As a data scientist, I’ve noticed a disturbing trend lately. My managers are so caught up in the AI hype that they’ve lost sight of the importance of traditional data science projects. It’s as if they think AI is the magic solution to all our problems. I’ve had conversations with them that might as well have been about fairy tales. ‘Agents’ this, ‘magic’ that… it’s like they’ve forgotten the value of good old-fashioned data analysis.
I’ve been proposing sensible projects with modest budgets, but they’re getting no interest. It’s frustrating, because I know these projects can bring real value to our organization. But no, my managers are too busy chasing the latest AI trend to care.
The thing is, AI is not a replacement for traditional data science. It’s a tool, a means to an end. And like any tool, it has its limitations. We need to remember that data science is about extracting insights from data, not just throwing AI models at problems and hoping for the best.

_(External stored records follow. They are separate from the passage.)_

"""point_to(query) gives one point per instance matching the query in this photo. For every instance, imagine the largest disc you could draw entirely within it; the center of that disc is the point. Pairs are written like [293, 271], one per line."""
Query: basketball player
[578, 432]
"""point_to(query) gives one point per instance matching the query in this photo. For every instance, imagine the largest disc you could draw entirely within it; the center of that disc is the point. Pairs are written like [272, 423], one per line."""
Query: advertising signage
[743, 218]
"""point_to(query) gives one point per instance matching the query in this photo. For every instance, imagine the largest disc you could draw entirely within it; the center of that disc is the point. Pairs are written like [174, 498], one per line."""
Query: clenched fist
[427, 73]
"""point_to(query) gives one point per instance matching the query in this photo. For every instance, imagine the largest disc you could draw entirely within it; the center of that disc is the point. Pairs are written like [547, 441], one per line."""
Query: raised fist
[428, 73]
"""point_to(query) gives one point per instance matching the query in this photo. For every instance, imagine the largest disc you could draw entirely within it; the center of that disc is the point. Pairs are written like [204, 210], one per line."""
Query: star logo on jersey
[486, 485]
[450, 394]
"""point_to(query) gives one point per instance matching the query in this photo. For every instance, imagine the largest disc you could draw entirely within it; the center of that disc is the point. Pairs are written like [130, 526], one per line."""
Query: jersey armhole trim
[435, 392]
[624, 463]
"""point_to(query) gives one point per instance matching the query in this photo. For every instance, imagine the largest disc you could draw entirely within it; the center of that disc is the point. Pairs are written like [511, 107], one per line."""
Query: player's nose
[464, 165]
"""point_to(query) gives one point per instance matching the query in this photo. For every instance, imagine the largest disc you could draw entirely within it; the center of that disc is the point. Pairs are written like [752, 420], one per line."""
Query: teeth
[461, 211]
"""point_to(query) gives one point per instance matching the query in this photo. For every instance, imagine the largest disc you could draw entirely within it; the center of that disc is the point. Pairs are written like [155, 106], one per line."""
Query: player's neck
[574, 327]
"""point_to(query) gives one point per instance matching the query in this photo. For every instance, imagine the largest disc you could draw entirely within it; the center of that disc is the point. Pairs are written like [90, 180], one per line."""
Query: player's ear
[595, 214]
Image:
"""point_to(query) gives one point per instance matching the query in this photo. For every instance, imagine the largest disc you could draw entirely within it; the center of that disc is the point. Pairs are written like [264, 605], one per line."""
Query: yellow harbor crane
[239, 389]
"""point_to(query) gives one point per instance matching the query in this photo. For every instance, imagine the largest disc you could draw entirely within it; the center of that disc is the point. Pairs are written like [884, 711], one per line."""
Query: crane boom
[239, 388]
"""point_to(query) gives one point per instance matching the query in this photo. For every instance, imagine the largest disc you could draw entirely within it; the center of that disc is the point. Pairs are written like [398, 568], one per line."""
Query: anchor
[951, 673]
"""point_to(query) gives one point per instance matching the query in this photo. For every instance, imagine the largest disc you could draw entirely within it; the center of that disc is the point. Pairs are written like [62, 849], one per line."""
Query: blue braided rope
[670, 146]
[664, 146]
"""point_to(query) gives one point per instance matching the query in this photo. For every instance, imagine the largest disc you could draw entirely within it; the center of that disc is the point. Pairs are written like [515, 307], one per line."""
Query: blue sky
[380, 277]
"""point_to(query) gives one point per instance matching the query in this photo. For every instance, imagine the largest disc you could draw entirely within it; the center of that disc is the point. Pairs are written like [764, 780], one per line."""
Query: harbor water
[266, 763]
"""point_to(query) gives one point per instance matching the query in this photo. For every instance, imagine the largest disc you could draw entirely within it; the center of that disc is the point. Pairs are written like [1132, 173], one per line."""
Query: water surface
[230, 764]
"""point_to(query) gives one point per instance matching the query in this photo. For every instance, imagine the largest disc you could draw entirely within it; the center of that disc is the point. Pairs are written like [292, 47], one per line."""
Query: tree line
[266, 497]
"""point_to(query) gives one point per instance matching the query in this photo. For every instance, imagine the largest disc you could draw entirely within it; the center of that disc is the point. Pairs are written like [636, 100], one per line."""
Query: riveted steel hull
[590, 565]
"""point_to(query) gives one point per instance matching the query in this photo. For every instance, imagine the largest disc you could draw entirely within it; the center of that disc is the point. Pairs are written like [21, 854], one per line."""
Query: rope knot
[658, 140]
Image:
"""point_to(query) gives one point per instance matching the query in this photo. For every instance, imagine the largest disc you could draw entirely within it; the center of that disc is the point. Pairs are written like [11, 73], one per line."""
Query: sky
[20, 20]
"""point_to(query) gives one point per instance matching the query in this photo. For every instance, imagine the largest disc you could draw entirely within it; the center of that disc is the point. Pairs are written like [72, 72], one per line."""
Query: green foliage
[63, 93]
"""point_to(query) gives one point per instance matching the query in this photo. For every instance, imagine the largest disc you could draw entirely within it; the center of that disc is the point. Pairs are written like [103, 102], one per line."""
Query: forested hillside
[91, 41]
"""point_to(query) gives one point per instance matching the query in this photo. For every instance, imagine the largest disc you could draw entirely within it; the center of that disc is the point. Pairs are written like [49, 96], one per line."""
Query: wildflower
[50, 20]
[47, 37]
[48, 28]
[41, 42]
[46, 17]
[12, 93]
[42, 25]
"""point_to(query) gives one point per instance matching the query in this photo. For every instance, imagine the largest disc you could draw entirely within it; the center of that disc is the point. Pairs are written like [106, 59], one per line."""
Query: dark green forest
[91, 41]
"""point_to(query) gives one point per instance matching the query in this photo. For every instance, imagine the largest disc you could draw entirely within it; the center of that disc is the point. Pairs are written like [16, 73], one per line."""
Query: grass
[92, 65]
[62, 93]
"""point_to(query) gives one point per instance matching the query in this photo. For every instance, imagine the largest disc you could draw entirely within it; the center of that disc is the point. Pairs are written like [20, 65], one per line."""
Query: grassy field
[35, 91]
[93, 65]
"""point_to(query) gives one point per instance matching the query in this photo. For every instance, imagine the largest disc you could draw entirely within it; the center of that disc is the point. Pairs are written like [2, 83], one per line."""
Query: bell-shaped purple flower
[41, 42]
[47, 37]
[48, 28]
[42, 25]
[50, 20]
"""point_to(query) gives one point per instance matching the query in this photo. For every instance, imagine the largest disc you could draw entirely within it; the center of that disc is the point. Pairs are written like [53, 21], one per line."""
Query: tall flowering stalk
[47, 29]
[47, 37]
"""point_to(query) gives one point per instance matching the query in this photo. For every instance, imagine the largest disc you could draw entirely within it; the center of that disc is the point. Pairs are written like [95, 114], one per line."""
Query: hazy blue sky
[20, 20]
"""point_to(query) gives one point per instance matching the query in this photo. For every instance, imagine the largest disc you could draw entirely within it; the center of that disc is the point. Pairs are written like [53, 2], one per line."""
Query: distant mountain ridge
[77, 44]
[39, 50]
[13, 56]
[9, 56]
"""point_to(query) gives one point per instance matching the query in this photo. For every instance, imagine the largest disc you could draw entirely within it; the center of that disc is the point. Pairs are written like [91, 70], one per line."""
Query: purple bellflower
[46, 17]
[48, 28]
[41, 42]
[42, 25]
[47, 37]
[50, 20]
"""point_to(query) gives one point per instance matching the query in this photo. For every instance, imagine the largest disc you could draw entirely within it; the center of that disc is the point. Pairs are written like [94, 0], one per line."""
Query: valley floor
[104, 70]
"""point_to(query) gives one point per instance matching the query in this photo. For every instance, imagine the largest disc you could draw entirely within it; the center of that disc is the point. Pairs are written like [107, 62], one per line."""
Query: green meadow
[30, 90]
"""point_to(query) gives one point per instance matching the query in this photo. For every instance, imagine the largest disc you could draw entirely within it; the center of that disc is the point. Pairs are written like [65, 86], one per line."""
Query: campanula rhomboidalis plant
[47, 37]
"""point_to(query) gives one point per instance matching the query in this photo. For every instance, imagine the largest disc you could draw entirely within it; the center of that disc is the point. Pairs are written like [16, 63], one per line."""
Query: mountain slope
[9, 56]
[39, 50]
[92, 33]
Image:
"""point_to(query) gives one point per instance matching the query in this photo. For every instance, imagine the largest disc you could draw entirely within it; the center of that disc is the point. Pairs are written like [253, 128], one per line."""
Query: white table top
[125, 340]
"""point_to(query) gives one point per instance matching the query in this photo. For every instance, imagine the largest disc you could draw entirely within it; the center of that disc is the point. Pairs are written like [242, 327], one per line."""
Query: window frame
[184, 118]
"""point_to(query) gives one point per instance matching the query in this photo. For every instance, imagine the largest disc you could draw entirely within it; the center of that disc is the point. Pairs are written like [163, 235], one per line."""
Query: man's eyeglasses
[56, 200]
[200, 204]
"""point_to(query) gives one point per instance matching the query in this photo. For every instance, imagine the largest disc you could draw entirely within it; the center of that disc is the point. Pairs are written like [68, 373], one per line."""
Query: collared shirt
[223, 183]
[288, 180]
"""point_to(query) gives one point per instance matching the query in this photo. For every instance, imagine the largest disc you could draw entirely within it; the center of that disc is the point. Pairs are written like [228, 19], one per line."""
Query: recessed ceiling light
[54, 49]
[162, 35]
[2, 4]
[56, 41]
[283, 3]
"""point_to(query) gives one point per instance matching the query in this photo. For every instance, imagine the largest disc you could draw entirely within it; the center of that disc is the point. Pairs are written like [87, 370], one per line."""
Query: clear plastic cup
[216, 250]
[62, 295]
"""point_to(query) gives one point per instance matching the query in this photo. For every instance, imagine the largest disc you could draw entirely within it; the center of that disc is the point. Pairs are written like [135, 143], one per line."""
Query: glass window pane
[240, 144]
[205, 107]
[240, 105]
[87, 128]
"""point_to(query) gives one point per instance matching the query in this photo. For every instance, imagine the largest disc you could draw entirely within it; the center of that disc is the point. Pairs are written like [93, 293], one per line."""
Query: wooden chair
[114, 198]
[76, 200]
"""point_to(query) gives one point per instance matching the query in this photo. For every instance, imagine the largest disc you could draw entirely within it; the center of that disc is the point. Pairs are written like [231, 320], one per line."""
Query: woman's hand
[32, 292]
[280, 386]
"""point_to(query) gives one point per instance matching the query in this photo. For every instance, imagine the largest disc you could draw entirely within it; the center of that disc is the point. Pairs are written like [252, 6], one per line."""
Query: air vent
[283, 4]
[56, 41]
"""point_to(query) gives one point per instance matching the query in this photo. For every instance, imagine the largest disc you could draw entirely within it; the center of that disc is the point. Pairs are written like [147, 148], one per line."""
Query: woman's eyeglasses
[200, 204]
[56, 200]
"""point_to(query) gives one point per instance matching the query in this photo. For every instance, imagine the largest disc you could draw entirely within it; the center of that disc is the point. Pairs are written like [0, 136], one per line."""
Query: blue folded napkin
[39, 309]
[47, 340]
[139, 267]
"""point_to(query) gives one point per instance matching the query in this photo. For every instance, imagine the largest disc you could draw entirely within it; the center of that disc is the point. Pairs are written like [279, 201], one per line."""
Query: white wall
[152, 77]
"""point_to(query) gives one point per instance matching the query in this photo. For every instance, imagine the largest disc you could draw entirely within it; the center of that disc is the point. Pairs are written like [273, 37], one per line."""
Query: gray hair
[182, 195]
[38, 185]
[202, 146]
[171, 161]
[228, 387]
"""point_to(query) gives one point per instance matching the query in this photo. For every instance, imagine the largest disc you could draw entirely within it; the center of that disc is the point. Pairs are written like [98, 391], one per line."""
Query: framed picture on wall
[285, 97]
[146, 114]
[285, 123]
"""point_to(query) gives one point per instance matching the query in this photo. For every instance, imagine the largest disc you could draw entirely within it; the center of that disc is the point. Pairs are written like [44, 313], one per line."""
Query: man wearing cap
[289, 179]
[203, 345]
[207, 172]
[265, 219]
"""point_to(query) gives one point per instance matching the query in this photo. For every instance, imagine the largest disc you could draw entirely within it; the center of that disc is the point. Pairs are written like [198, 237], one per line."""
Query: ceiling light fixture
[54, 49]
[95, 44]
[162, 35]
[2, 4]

So, what can we do? First, let’s take a step back and assess our priorities. What are our goals, and how can traditional data science projects help us achieve them? Let’s focus on the fundamentals, on understanding our data and extracting insights from it. And then, let’s use AI as a tool to augment our work, not replace it.
It’s time to move beyond the hype and get back to basics. Traditional data science projects still matter, and it’s up to us to make sure they get the support they deserve.